道長も感極まる「一条天皇と敦成親王」感動の対面 その場に居合わせた紫式部。日記に記した内容
そうしたところに、紫式部らの耳に鼓の音が聞こえてきました。お迎えの船楽(楽人が船に乗って音楽を奏する)です。帝の行列がやって来た合図でもあります。
紫式部たちは慌てて参上しました。その様子を、紫式部は「カッコ悪い」と自嘲しています。
そうして紫式部は、帝の御輿が寝殿の階に寄せられるところを見ることができました。
御輿の担ぎ手に自らを重ねる紫式部
御輿の柄を肩に担いだまま、寝殿に向かう階段を登った担ぎ手たち。登り切った後は、柄を簀子(すのこ)に置き、うつ伏せになっていたそうです。身体を二つ折りにしたようなその姿は、紫式部には「とても苦しそう」に見えたとのこと。

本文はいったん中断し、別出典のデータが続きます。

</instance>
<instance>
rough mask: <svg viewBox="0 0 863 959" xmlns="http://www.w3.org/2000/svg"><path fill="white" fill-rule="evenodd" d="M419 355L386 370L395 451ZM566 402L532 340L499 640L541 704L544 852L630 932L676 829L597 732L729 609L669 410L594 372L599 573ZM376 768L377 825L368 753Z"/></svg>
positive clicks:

そして、「私もあの担ぎ手と同じだ。何も違わない。女房という高貴な仕事でも、当然、やらなければならないことはあるのだ。少しも安穏とすることはできないのだから」と思ったそうです。仕事に対する認識を新たにしたということでしょうか。
紫式部は御輿を担ぐ男たちに同情しているわけではありませんが、生きていくための仕事は、身分の上下にかかわらず、人間、皆同じだということを紫式部は言いたかったのでしょう。
帝を迎える邸内は、威風を漂わせていました。中宮の御帳台(天蓋付きのベッド)の西側には、帝の玉座が設けられていました。
そして、いよいよ、父子ご対面です。道長が、生まれて1カ月ほどの若宮(敦成親王)を抱っこして、一条天皇の御前に現れます。
帝が我が子をお抱きになるとき、若宮は少しお泣きになられたといいます。その声は、とても可愛いものだったそう。
そんな中で、邸内ではさまざまな催しがありました。笛や鼓の音が流れるなか、日が暮れていきます。
夜になり、肌寒さを感じさせる頃になっても、帝は表着の下の袙(あこめ:中着)を2枚しか着られていなかったとのこと。そのお姿を見て、左京の命婦は気の毒に思っていました。
筑前の命婦などは「帝のご生母の故院(東三条院)がご存命の際は、この御殿への行幸は、しばしばございました。あのときとか、このときとか……」と昔話を始めそうな気配です。
その様子を見て、周りの女性たちは(相手にしたら、縁起でもないことが起こりそうだ)と思い、放っておいていました。